History

United States
- Ordered: as Maria
- Laid down: date unknown
- Launched: 1861
- Acquired: 10 February 1864
- Commissioned: c. 10 March 1864
- Decommissioned: 8 August 1865
- Stricken: 1865 (est.)
- Home port: Mound City, Illinois
- Fate: Sold, 17 August 1865

General characteristics
- Displacement: 211 tons
- Length: 157 ft (48 m)
- Beam: 31 ft 6 in (9.60 m)
- Draught: 5 ft (1.5 m)
- Propulsion: steam engine; sternwheel-propelled;
- Speed: 6 knots
- Complement: not known
- Armament: eight 24-pounder howitzers

= USS Fairy =

Gunboat of the United States Navy

USS Fairy was a steamer purchased by the Union Navy during the American Civil War.

She was used by the Union Navy as a gunboat assigned to patrol Confederate waterways. Post-war she was temporarily employed as an ammunition ship before finally being decommissioned.

== Built in Ohio in 1861 ==

Fairy was built in 1861 at Cincinnati, Ohio, as Maria; purchased by the Navy 10 February 1864; and first sailed 10 March 1864, Acting Master H. S. Wetmore in command.

== Civil War service ==
=== Assigned patrol duties on the Mississippi, White and Tennessee Rivers ===

Based at Mound City, Illinois, Fairy patrolled and had convoy duty in the Mississippi, White, and Tennessee Rivers, often providing transportation and firepower to Union Army expeditions, and shelling Confederate troop concentrations and batteries ashore. Although she normally operated in the northern section of the Mississippi River, she sailed down river to carry high ranking Union Army officers from Memphis, Tennessee, to New Orleans, Louisiana, in June 1864.

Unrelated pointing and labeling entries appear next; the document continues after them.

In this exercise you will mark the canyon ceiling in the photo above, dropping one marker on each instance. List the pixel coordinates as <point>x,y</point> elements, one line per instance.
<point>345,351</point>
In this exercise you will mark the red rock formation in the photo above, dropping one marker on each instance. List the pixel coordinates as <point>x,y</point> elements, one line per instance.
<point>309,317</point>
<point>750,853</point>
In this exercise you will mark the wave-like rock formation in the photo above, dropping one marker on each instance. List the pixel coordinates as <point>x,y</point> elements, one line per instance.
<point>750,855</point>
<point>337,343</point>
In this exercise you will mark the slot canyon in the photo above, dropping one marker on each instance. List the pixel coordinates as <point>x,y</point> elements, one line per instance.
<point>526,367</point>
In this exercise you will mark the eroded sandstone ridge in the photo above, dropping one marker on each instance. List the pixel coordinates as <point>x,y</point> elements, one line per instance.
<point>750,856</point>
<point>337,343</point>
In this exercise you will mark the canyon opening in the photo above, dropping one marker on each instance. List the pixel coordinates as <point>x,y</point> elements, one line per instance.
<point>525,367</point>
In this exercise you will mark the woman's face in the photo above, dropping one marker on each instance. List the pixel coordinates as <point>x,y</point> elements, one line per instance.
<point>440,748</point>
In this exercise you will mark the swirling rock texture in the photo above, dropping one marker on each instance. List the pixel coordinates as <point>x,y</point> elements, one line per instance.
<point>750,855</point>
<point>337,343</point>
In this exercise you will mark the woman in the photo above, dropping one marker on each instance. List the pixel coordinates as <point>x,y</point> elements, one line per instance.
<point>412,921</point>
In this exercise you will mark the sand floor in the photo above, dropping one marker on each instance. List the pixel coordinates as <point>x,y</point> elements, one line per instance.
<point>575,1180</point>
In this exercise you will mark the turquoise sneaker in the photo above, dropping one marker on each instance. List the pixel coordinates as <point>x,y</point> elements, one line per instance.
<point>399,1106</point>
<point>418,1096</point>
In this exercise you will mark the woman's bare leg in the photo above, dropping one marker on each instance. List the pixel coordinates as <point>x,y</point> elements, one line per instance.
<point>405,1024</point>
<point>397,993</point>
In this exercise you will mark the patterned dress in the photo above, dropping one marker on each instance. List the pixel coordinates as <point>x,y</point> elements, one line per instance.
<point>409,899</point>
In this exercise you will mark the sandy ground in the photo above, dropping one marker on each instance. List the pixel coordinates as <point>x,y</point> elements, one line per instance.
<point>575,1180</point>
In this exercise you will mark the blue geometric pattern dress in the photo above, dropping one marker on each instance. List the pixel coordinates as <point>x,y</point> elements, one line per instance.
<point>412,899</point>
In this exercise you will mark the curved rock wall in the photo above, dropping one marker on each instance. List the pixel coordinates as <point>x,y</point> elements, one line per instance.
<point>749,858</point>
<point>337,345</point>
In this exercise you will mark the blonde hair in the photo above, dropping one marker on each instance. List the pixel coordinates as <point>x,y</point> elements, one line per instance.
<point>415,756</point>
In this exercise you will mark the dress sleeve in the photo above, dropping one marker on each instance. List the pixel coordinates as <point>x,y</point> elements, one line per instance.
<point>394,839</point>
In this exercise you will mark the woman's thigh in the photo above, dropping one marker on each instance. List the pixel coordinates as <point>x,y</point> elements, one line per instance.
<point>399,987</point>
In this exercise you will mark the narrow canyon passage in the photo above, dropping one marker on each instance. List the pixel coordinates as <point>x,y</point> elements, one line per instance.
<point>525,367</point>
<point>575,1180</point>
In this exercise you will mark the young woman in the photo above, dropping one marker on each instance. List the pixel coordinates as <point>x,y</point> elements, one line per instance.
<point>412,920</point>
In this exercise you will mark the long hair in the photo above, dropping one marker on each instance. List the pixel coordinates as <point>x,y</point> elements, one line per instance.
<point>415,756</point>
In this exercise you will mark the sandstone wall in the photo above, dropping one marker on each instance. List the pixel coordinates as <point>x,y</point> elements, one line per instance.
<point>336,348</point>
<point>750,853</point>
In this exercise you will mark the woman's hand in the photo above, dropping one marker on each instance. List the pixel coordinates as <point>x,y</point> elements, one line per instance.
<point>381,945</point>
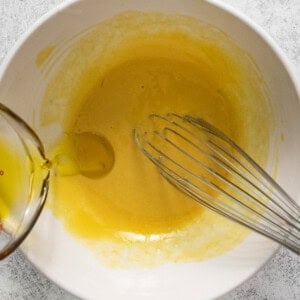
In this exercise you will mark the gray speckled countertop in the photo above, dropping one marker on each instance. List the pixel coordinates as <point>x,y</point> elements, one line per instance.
<point>280,277</point>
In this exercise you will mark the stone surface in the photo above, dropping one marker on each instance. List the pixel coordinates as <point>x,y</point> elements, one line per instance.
<point>280,277</point>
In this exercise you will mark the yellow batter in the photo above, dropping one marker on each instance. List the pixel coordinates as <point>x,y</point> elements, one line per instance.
<point>14,178</point>
<point>110,80</point>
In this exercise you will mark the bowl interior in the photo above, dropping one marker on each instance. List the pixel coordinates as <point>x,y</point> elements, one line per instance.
<point>53,251</point>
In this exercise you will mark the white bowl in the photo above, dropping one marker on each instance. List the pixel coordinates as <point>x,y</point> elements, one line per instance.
<point>71,265</point>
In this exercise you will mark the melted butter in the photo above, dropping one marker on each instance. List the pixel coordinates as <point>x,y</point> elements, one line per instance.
<point>12,178</point>
<point>110,81</point>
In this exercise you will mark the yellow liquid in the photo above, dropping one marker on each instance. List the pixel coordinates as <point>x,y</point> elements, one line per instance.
<point>13,178</point>
<point>108,83</point>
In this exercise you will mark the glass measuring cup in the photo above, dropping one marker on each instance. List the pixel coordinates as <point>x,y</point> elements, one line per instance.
<point>24,180</point>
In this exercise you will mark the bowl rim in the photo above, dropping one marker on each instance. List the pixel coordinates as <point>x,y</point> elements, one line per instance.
<point>229,9</point>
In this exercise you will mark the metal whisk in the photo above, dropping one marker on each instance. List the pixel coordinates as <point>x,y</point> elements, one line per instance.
<point>205,164</point>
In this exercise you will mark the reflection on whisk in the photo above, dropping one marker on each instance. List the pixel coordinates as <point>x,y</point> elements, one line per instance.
<point>204,163</point>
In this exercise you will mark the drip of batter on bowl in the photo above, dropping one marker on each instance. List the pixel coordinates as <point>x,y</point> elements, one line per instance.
<point>118,73</point>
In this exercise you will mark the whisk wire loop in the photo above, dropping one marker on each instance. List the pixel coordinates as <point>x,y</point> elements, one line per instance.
<point>208,166</point>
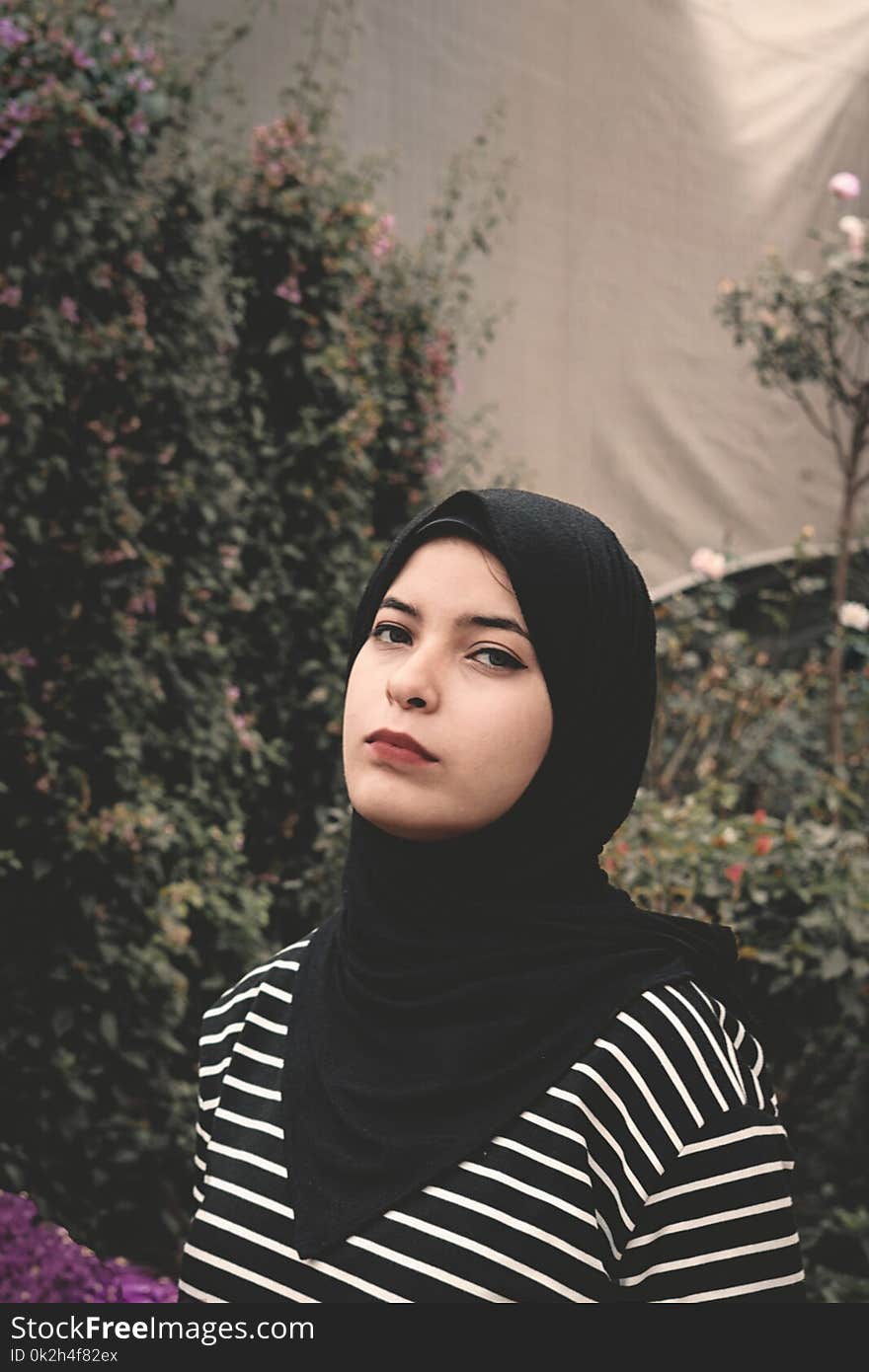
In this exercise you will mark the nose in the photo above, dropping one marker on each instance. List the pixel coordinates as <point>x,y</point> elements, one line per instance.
<point>415,679</point>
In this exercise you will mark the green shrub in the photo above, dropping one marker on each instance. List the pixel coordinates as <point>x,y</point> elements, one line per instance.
<point>221,389</point>
<point>126,901</point>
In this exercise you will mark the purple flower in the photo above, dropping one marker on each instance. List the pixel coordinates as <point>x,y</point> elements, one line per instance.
<point>10,35</point>
<point>844,186</point>
<point>40,1262</point>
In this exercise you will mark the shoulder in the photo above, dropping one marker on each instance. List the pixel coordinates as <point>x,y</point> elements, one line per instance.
<point>692,1054</point>
<point>672,1068</point>
<point>261,994</point>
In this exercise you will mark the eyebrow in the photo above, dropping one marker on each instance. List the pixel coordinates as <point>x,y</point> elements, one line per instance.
<point>463,620</point>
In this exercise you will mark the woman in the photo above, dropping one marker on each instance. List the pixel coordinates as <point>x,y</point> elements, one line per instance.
<point>489,1076</point>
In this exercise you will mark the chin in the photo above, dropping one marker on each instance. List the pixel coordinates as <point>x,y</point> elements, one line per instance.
<point>397,823</point>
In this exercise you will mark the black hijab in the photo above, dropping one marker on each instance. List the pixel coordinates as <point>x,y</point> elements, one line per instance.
<point>461,977</point>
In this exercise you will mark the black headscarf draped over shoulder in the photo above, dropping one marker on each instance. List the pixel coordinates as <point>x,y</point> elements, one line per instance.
<point>461,977</point>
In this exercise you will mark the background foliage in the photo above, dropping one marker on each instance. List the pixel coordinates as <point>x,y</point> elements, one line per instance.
<point>220,389</point>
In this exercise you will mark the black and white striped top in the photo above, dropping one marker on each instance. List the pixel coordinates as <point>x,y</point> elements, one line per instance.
<point>655,1169</point>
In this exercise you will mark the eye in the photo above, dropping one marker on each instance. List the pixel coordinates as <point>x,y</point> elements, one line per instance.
<point>376,633</point>
<point>507,660</point>
<point>510,661</point>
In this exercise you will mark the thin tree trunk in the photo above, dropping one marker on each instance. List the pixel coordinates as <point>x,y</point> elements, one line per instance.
<point>840,590</point>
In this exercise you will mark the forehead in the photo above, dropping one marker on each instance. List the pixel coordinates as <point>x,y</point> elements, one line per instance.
<point>450,559</point>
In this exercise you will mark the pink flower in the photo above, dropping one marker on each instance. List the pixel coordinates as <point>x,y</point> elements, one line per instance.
<point>709,563</point>
<point>844,186</point>
<point>288,289</point>
<point>383,243</point>
<point>10,35</point>
<point>854,615</point>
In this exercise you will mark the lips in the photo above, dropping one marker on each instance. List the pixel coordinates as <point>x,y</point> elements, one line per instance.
<point>405,741</point>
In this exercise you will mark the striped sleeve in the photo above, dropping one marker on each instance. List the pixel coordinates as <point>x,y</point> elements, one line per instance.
<point>221,1026</point>
<point>720,1225</point>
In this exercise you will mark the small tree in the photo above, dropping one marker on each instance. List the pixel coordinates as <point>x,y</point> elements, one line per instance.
<point>809,333</point>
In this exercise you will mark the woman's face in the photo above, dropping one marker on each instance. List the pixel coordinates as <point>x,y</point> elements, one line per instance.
<point>471,695</point>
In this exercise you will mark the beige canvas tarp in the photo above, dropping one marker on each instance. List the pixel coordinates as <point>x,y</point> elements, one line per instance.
<point>661,147</point>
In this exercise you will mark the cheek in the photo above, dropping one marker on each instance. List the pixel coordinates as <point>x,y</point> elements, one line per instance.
<point>514,731</point>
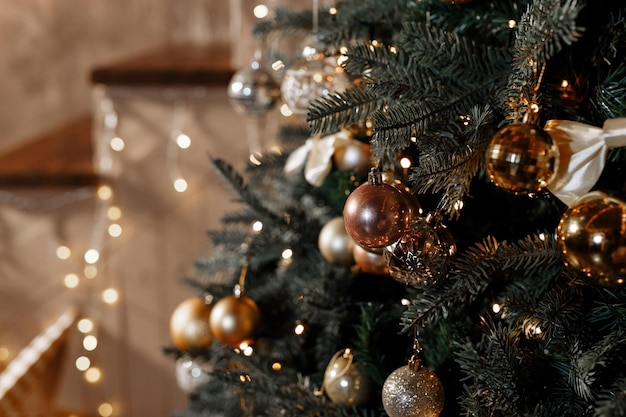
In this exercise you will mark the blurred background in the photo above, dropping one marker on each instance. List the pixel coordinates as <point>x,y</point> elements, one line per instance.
<point>108,113</point>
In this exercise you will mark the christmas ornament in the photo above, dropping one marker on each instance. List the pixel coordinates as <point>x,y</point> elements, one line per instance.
<point>235,320</point>
<point>192,372</point>
<point>335,244</point>
<point>311,77</point>
<point>522,158</point>
<point>376,214</point>
<point>421,254</point>
<point>370,262</point>
<point>413,390</point>
<point>344,380</point>
<point>353,156</point>
<point>583,150</point>
<point>592,233</point>
<point>189,324</point>
<point>252,91</point>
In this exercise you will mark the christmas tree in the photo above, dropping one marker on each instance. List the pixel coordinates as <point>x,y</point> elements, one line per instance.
<point>442,235</point>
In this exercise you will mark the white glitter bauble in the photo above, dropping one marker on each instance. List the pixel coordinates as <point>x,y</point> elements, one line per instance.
<point>191,373</point>
<point>310,78</point>
<point>410,393</point>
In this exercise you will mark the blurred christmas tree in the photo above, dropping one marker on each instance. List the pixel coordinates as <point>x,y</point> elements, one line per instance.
<point>470,271</point>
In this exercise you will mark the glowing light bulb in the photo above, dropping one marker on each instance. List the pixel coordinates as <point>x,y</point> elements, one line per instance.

=== Supporting operations against General J. B. Hood ===

On patrol in the Tennessee River, in December 1864 and January 1865, she convoyed Union Army transports from Clifton to Eastport, and carried out other operations in the concerted attack on troops under General John Bell Hood, preventing them from crossing the river near Florence. Her last duty, following the war, was transporting ordnance stores to Jefferson Barracks, Missouri.

== Post-war decommissioning and disposal ==

She was decommissioned 8 August 1865 at Mound City, and sold 17 August 1865.